Today, Isabel is the child we know from elementary school. She joyfully attends school where she has quality teachers (mainly former public school teachers who want to teach rather than serve as standardized test proctors) who pull out Isabel's strengths in learning, including her love of writing and art.

This experience is not only about my daughter's education. It has become my education. I can afford this option for my daughter, but what about the thousands of families, unlike me, who cannot afford tuition to send their child to a private school? Don't their daughters' struggles count, too?

The answer is they should. Sadly, if I hadn't had this very personal challenge, I could still be on the opposite side of the private school doors trying to keep them shut to parents who desperately need this option.

I recall prior "off-the-record" conversations I had with Darrell Allison, president of Parents for Educational Freedom in North Carolina. He said to me one time: "Brian, all too often the debate around parental school choice from many of our elected officials and even our courts is what we are to do for those children educationally; however, the debate would shift dramatically when those same leaders had to wrestle with what they would do if it was their child."

He's right.

It is about my child, and your child, and children all across this state who deserve the best we can give, just as private school was the best Isabel's mother and I could give her.

This experience has changed me, and I want it to better shape the dialogue about school choice in North Carolina. It's not just our state's poor and underachieving schools where kids are being left behind. It's in every school in North Carolina, because sometimes public schools are not a good fit for all students.

So after an education like I've never had before, I am re-entering the debate, still an avid believer in our public schools but a supporter of school choice, including opportunity scholarships, and public charter schools.
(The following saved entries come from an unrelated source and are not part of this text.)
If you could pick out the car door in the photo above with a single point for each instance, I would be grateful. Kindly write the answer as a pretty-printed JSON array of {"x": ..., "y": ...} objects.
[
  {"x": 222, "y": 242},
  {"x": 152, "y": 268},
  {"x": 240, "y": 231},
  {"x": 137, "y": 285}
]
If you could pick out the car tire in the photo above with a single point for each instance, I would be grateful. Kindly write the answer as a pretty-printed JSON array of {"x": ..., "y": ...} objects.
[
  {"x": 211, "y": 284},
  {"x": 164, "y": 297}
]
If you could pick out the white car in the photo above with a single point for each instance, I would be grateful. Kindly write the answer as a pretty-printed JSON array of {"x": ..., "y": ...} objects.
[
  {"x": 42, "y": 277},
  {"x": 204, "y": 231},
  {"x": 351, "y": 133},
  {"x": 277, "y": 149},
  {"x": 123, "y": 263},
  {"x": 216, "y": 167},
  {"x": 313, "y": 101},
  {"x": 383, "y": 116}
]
Brian Lewis is the former chief lobbyist for the N.C. Association of Educators

February 10, 2015 at 8:20 am
Frank Burns says:

You have discovered what many others have discovered about our public schools, the learning environment is poor and parents are pulling their kids out when the opportunity of charter, private or home schools becomes feasible. That's the way it is, do you want to fix it or just let the decline continue?

February 10, 2015 at 5:23 pm
Rip Arrowood says:

You do realize that approximately 1/4 of NC Charter schools had below average or failing grades...?

A much higher percentage than NC's Public Schools....

February 11, 2015 at 11:20 am
Richard Bunce says:

I realize that the parents of those children will decide whether that Charter School is delivering the education they want for their children and take appropriate action... a choice they do not have when their only choice is a failed traditional government school.

February 10, 2015 at 10:07 am
Pam Oesterling says:

Thank you, thank you, thank you. So perfectly written and true. I have three older boys from a previous marriage that did well in their older years in public school. I now have an eight year old boy, and he has shown that he really needs a private school. I do not have the funds to provide that for him. I am blessed this year to be using a voucher for him. I hope for him that he will continue to be able to go next year. It is so true that we just really don't know until we go through it. Thank you for your honesty.

Pam Oesterling

February 10, 2015 at 2:04 pm
Richard Bunce says:

Let the government education industrial complex opposition research begin... Koch/Pope/ALEC connections dreamed up... they have a traitor and he must be punished.

It shouldn't require a personal experience to realize the value of freedom in all that we do. I would like to hear more about his experiences with how the opposition to education choice functioned... that is a valuable service he could provide.

February 11, 2015 at 8:19 am
Rick Barton says:

sending your kids to government schools is child abuse.